US Authorities intensify actions to counter an emerging threat: North Korean remote tech workers

Coordinated actions

The US Department of Justice announced new coordinated actions to counter an emerging threat in the country and the world: North Korean IT remote workers.

Sending thousands of workers

The FBI alerted about North Korean programmers infiltrating hundreds of companies, posing as American remote workers. They steal identities and hire citizens to mask their operations.

Months of operations

For several months, law enforcement agencies have prosecuted dozens of accomplices to the schemes. The North Korean regime uses it as another workaround to bypass sanctions.

Millions of dollars

According to American authorities, the country has collected millions in revenue from Western companies that believe they are paying remote IT workers legitimately.

Most recent scheme

The most recent scheme, unveiled on June 30, stripped American companies of over $3 million in damages and generated over $5 million for North Korea, prosecutors said.

An unlikely ally

The past scheme they uncovered granted the Asian country nearly $2 million in paychecks, The Wall Street Journal reported. An FBI press release detailed a case against Christina Chapman, a middle-aged resident of Phoenix.

Photo: Bestlifethrift (Christina Chapman) / TikTok

Laptop farm

Chapman, who had a very active TikTok account, harbored a laptop farm: she would receive devices from companies and install software for the North Koreans to control them remotely. The computers are visible in the background of the photo, behind a smoothie she was showing her followers.
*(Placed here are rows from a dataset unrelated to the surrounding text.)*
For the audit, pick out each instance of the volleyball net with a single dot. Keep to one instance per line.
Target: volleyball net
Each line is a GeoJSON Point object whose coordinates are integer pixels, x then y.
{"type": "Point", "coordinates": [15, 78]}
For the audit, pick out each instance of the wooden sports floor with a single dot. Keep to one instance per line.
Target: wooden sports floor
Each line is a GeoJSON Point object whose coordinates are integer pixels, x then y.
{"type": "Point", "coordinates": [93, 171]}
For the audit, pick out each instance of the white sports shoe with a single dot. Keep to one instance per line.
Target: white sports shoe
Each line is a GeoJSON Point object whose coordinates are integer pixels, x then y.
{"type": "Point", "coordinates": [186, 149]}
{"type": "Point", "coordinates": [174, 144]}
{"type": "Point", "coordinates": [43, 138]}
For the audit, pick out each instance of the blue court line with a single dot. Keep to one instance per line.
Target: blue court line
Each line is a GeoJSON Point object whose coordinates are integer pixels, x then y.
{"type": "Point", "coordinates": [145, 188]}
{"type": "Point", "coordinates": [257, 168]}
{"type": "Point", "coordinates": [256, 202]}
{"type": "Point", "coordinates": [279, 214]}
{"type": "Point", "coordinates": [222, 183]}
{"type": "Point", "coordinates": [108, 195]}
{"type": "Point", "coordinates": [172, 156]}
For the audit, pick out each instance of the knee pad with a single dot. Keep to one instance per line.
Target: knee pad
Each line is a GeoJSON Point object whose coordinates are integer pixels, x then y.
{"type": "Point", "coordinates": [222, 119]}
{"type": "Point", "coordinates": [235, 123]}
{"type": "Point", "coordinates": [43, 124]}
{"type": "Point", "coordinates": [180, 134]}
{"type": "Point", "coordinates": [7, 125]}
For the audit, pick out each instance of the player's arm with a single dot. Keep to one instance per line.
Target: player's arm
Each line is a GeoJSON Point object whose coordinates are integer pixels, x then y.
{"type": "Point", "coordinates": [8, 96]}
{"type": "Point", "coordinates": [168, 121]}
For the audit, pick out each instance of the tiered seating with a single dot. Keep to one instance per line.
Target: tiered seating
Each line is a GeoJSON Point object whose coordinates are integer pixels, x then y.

Photo: Bestlifethrift (Christina Chapman) / TikTok

False US identities

She also aided the group in stealing US identities, filing tax forms, and receiving bankroll payments from US companies, the press release said. She was arrested in Litchfield Park, Arizona, on May 15.

Hundreds of companies

Federal prosecutors said she helped them steal 60 identities and infiltrate 300 US companies. According to Wired, she was approached via LinkedIn in 2020 and is not the only one.

Top Companies

The depth of the scheme allowed North Korean IT workers to enter top companies. According to her indictment, it included a Silicon Valley technology firm, media companies, and a carmaker, all Fortune 500 companies.

Other costs

That raised another concern for FBI agents: the danger to these companies' intellectual property as they fell prey to the fake remote workers.

Military technology

According to The New York Times, the latest case, in which American, Chinese, and Taiwanese citizens were accused, exposed sensitive information, including some related to military technology.

Custom-made programs

In Chapman’s case, a cybersecurity expert told the WSJ that he spotted seven custom-written programs designed to access company networks undetected when he reviewed one of the laptops from her farm.

Trained programmers

According to Wired, the programmers who run these schemes are talented and trained by North Korean Intelligence to enter Western companies and collect paychecks.

2022 advisory

A 2022 advisory by the FBI and the Departments of State and Treasury altered the public of what they called the "North Korean IT worker threat." Wired said Pyongyang has run the scheme "for maybe a decade."

Bypassing sanctions

These and other North Korean schemes aim to bypass international sanctions and access funds. The regime has devised several creative alternatives.

Cryptocurrency heists

The Wall Street Journal cited a systematic effort to steal cryptocurrencies. The newspaper said experts' analysis concluded that North Korean hackers have taken over $6 billion.